Nanau: It’s a very good question. It’s a concern that I have, and I talked to a lot of colleagues about it. Because for sure, right now because of the pandemic, because we don’t have cinemas that can bring back funding to good films, and the power gets concentrated in the hands of the streamers… I feel that we are at a crossroads where I fear that the business of streamers in certain countries is more important than allowing films that are reflective and critical about societies. We saw it from different streamers that pulled films from their platforms because several countries don’t like them. And they are afraid to lose the license in several countries.

Ai Weiwei: Yes, one of the biggest markets is China. That’s why all those festivals had to refuse me, not only because of the content but also because of my name. I think the whole thing is changing, but I don’t think that the theaters still would function as before. And the system is not going to work as before. Of course, the whole political system or economic system is really just made because of commercial profit. Everything beyond all arguments is about profit.

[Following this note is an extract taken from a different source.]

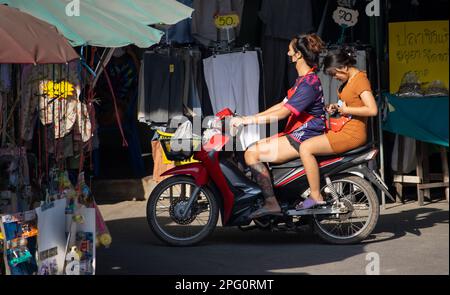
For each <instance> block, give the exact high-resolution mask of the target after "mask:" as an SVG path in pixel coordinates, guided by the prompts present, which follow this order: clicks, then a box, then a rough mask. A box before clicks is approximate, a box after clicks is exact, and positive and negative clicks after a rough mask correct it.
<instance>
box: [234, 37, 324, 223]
mask: <svg viewBox="0 0 450 295" xmlns="http://www.w3.org/2000/svg"><path fill="white" fill-rule="evenodd" d="M322 49H323V42H322V40H321V39H320V38H319V37H318V36H317V35H315V34H308V35H299V36H297V37H296V38H294V39H293V40H292V41H291V42H290V44H289V51H288V55H289V57H290V59H291V61H292V62H293V63H295V67H296V69H297V72H298V78H297V80H296V81H295V84H294V86H293V87H292V88H291V89H289V91H288V95H287V97H286V98H285V99H284V100H283V101H282V102H280V103H278V104H276V105H274V106H273V107H271V108H269V109H268V110H266V111H264V112H262V113H258V114H256V115H253V116H248V117H241V118H239V117H236V118H233V119H232V120H231V125H232V126H233V127H237V126H239V125H249V124H268V123H273V122H277V121H280V120H283V119H285V118H287V117H289V120H288V123H287V126H286V128H285V130H284V132H282V133H280V134H278V135H277V136H275V137H270V138H266V139H263V140H260V141H259V142H257V143H256V144H254V145H252V146H250V147H249V148H248V149H247V150H246V152H245V162H246V164H247V165H248V166H249V167H250V170H251V172H252V175H253V177H254V178H255V180H256V182H257V183H258V185H259V186H260V187H261V189H262V192H263V195H264V200H265V204H264V206H263V207H262V208H260V209H258V210H256V211H255V212H253V213H252V214H251V215H250V218H259V217H262V216H265V215H281V208H280V206H279V204H278V201H277V199H276V198H275V194H274V191H273V186H272V180H271V176H270V173H269V170H268V168H267V167H266V165H265V164H264V163H266V162H269V163H277V164H278V163H285V162H288V161H290V160H293V159H295V158H297V157H299V155H300V145H301V144H302V142H304V141H305V140H307V139H309V138H313V137H315V136H319V135H322V134H323V133H324V132H325V129H326V126H325V121H326V120H325V111H324V109H325V107H324V98H323V91H322V85H321V82H320V79H319V77H318V76H317V74H316V73H315V70H316V69H317V67H318V64H319V54H320V52H321V51H322Z"/></svg>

Nanau: That’s true, that’s how the system works. But at the same time, my concern is that I hear from different countries that the streamers now want to make content with the biggest influencers on Instagram. They want to make shows and films with these people. This is clearly a decision for content of the lowest quality for the masses. That’s where they put their money in.

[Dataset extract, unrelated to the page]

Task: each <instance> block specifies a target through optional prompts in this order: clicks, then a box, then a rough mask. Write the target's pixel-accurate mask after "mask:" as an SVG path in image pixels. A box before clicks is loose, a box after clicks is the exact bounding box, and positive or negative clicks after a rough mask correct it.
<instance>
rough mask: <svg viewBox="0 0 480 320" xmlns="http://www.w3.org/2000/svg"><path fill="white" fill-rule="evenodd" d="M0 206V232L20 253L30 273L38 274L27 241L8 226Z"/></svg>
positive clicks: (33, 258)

At the same time, I have a feeling there is a young generation coming, and I see it from the emails I get from the young people that saw our film… For sure we have a great part of society that gets more and more towards simple content, but I’m also sure that a good part of the young generation around the world wants more. That they want to contribute in a positive way and to start to formulate what they want from their future. And our job will be to see how to connect with them.

For sure, our audience for films that really deal with the inner working of society will get smaller and smaller. But who knows? Maybe we will find an artistic way to make more people understand or open up. I think in the end this is our task. We have to change as artists, understanding how to get to these people, how to open their eyes, how to ask the questions in a way that gets them interested in listening. So it’s a struggle for us also.